Ecco la «lista nera» dei 17 paradisi fiscali. Un catalogo monco

Unione europea. 17 paesi nella lista “nera”, 47 in quella “grigia”, 8 in quella “uragano”. Ma mancano i grandi nomi, la Ue mette all’indice dei piccoli paesi terzi, ma evita di fare pulizia a casa propria. Attac: “una parodia”

Anna Maria Merlo • 6/12/2017 • Europa, Lavoro, economia & finanza nel mondo • 65 Viste

Il catalogo è questo: Bahrain, Barbados, Grenada, Guan, Corea del Sud, Macao, Marshall, Mongolia, Namibia, Palau, Panama, Santa Lucia, le due Samoa, Trinidad e Tobago, Tunisia, Emirati.

È la lista dei 17 paradisi fiscali individuati dalla Ue (dagli stati membri, riuniti nel «gruppo di condotta», non dalla Commissione).

È la prima volta. Un primo passo, dopo gli scandali LuxLeaks o Paradise papers.

Bruxelles ha stilato altre due liste: una «grigia», con 47 nomi (dal Marocco a Capo Verde), e una «uragano», cioè 8 paesi, tutte isole, che sono stati colpiti da fenomeni naturali, molto sospetti ma la cui situazione verrà riesaminata nel prossimo febbraio (Anguilla, Antigua, Barbados, Bahamas, Dominique, isole Vergini Usa e Gran Bretagna, Turks e Caicos).

Nella lista nera non c’è traccia dei paesi di solito più citati come «paradisi» o mezzi paradisi, dalla Svizzera a Hong Kong, il Qatar è misteriosamente sparito nell’ultima revisione.

Tanto meno di paesi della Ue – Irlanda, Olanda, Lussemburgo, Malta, Cipro – che hanno un fisco molto comprensivo per l’evasione o l’elusione fiscale.

Ma la Ue ha la risposta pronta: tutti i paesi Ue sono obbligati di adeguarsi alla legislazione comunitaria sulla lotta alla frode fiscale. Ma nella Ue le questioni fiscali sono sottoposte al voto all’unanimità (e non a maggioranza, anche qualificata), così c’è sempre l’arma del veto per bloccare ogni passo avanti.

Per Attac, la lista è una «parodia, uno «scandalo politico». L’ong Oxfam vede «una lista compilata sotto influenza», che solo qualche giorno fa doveva avere 29 paesi, mentre almeno 35 corrispondono ai criteri di giudizio adottati dai selezionatori Ue.

Il «gruppo codice di condotta» ha esaminato la situazione di 92 paesi per arrivare alla lista nera di 17. Ma la Russia, per esempio, non è stata esaminata. Per evitare di essere messi nelle liste, nera e grigia, bisogna rispettare tre criteri: accettare lo scambio automatico di dati messo a punto dall’Ocse, evitare di favorire le società offshore e impegnarsi ad accettare entro fine anno le direttive di lotta all’evasione stilate dall’Ocse.

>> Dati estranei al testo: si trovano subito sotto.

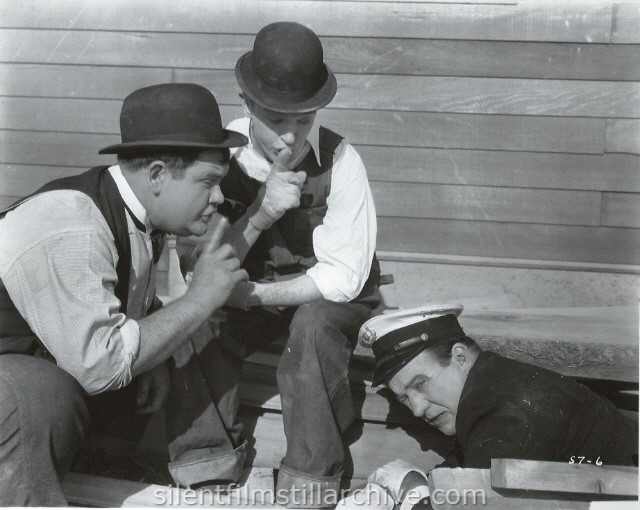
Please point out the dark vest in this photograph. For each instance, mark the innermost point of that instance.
(98, 184)
(286, 249)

L’Ocse, detto tra parentesi, aveva individuato solo uno stato nella sua lista nera: Trinidad e Tobago. Nella lista mancano i paesi che più traggono profitto dall’evasione fiscale, le Bahamas, le Caiman, Jersey e Guernesey (ben difese dalla Gran Bretagna).

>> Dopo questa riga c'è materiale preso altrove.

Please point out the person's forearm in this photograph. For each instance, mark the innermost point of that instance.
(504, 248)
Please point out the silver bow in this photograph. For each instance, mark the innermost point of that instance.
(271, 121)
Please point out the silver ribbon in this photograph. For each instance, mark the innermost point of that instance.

Alla Svizzera e a Hong Kong la Ue suggerisce di mettere fine al più presto a pratiche fiscali dannose, ma non precisa quali. E gli Usa rifiutano l’impegno proposto dall’Ocse dello scambio automatico di dati.

«I ministri delle Finanze della Ue hanno finalmente adottato la prima lista europea dei paradisi fiscali – ha commentato il commissario agli Affari economici Pierre Moscovici – è una tappa importante per me dopo due anni di battaglia». Ma Moscovici ammette che la lista ha soprattutto «il merito di esistere», è «insufficiente» e «la lotta deve continuare». Il commissario ha aggiunto: «prendiamo la lista per quello che è: una prima tappa e mettiamo assieme la pressione su stati membri e paesi terzi».

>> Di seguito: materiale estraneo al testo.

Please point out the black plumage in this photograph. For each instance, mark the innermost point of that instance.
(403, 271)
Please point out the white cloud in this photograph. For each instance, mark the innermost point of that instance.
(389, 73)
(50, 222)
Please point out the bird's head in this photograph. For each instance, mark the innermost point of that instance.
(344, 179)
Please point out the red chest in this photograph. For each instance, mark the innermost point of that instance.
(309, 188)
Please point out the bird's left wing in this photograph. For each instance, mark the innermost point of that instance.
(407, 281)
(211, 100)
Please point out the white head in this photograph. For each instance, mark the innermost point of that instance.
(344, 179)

La lista nera non sarà seguita da sanzioni.

I paesi Ue si sono spaccati su questo fronte e non c’è stata maggioranza per concordare sanzioni comuni, applicabili da tutti i membri dell’Unione verso i paradisi: Francia, Germania e Italia erano favorevoli, ma ha vinto il blocco guidato da Gran Bretagna, Olanda, Irlanda, Finlandia, Svezia, Grecia, Malta, Lussemburgo, che ritengono che la sanzione «morale» di essere sulla lista nera è più che sufficiente.

Ora i paesi della lista hanno fino a 6 mesi per mettersi in regola.